Related: Strategies for recruiting data analytics and related skills

  • Bridge the skills gap with new recruitment methodsOnce you lessen the weight of the institution or degree, you must determine with hiring managers how exactly to measure whether candidates meet skill requirements. To do that, you need to create a common nomenclature to identify needed competencies and skills.
  • Build more collaborative relationships with partners in education, including community and technical colleges, as well as community programs, that will provide job candidates with the skills they need.
  • Identify the barriers to entry. Employers often put up barriers to keep out the people who don’t fit, but those barriers might often keep out the right people. Screening practices for the skills you need must recognize that highly qualified candidates might come through non-traditional paths.
  • When recruiting non-traditional students, the PwC report recommends that employers consider the following:
    • Beware unconscious bias
    • Don’t overstate educational requirements; do consider alternative credentials
    • Use contests to spot talent
    • Create mentor-apprentice relationships
    • Tap into talent exchanges

Related: Diversity recruitment strategies and mistakes

Examples of organizations who include non-traditional students

Here we share a few case studies, provided by Kevin Grossman of The Talent Board.
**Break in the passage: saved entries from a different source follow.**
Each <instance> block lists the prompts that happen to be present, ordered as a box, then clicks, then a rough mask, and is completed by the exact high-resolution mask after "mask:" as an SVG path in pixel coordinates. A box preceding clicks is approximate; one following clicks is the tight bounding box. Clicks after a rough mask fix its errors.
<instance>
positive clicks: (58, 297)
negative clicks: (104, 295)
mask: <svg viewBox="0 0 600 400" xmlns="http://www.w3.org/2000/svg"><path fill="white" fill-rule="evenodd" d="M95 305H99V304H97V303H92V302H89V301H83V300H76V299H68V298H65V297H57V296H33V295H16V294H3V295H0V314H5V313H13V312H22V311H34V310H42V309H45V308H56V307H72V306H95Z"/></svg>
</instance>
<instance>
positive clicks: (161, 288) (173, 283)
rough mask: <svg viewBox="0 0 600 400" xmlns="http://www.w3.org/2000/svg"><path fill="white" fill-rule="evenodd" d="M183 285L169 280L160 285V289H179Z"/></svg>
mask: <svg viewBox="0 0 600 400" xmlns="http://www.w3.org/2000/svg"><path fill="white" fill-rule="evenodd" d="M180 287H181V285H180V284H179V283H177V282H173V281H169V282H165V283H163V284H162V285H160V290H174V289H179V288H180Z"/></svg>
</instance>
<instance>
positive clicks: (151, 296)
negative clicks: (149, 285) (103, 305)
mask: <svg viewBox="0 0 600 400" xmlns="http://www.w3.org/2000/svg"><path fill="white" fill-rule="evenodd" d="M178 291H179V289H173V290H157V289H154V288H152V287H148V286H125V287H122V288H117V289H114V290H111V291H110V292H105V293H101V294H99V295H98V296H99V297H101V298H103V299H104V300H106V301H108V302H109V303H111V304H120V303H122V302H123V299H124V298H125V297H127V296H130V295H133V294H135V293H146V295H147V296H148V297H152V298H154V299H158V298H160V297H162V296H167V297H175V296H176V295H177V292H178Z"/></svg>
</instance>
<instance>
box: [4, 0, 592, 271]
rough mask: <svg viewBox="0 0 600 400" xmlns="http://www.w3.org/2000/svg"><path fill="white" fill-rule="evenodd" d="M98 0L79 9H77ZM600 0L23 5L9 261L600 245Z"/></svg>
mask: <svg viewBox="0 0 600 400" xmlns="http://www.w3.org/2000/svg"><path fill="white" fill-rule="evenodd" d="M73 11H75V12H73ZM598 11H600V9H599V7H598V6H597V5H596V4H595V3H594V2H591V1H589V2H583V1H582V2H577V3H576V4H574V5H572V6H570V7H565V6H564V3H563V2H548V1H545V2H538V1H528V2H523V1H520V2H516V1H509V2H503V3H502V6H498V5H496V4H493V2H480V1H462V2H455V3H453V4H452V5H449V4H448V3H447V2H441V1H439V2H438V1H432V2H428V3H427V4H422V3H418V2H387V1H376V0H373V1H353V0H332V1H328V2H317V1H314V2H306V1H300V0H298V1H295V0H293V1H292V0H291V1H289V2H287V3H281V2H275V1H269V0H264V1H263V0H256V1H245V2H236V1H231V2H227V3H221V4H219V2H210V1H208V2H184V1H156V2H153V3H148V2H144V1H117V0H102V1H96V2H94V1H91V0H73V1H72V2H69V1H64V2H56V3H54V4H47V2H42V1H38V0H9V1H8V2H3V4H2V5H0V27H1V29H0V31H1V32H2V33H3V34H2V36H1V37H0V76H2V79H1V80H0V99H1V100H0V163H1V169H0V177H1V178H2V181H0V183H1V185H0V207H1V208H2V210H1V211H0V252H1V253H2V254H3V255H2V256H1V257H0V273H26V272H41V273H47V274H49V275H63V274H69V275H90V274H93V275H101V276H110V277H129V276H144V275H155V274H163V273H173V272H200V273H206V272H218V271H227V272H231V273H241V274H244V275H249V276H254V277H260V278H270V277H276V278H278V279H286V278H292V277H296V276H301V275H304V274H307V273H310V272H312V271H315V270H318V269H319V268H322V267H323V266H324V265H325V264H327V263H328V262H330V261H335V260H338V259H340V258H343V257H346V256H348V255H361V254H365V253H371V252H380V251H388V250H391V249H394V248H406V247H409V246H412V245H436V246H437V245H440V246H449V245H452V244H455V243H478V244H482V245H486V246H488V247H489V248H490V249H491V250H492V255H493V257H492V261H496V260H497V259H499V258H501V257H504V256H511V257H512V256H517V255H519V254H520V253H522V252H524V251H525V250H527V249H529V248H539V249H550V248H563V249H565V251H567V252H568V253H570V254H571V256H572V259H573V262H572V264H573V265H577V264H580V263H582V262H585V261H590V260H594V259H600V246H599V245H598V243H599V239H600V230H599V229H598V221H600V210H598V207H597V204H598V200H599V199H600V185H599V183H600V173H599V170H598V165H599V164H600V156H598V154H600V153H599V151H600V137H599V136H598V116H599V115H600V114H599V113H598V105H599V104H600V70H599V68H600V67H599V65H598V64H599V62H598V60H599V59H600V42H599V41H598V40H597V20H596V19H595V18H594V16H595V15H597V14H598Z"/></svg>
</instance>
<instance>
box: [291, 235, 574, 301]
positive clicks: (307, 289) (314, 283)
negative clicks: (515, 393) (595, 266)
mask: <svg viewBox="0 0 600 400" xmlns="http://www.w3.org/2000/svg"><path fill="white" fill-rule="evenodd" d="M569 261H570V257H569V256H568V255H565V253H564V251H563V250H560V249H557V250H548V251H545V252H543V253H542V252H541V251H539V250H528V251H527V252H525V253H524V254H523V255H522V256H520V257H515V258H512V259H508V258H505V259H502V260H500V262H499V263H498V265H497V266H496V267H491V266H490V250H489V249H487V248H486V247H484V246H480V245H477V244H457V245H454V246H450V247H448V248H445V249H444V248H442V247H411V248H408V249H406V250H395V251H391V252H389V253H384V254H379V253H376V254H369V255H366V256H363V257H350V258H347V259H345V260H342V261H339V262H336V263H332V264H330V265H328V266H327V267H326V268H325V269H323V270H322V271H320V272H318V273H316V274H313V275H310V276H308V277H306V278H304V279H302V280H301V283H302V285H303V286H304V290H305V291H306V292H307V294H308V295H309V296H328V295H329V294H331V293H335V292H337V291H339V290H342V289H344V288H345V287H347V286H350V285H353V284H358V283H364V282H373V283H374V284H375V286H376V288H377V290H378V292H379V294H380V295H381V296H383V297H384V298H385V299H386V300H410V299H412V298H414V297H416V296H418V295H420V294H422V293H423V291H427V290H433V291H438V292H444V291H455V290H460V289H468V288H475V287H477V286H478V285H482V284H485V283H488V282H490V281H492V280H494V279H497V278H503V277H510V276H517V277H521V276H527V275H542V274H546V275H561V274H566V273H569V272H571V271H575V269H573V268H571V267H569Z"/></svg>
Humana has a Summer Works non-residential internship program. It’s run in conjunction with the Mayor’s office and the public schools, focused on high school students. They are also increasing their year-round internships that occur while they students are in school full time. Humana offers virtual job experiences as well. For those, they assess the ability and interest to do the job based upon performance of job tasks, as opposed to looking at their previous experience or titles. Finally, Humana says they’re targeting veterans, military spouses and wounded warriors, because this population is so broad and under-utilized, filled with very skilled workers with deep examples of conflict of resolution, mission and collaboration.

Superior Group has an “eXceed Program” for ambitious candidates entering the workforce. They seek bright, driven candidates interested in joining their accelerated learning program, regardless of educational background. This career-advancing talent development program is aimed at shaping future Superior Group leaders through recruiting and sales curriculum training.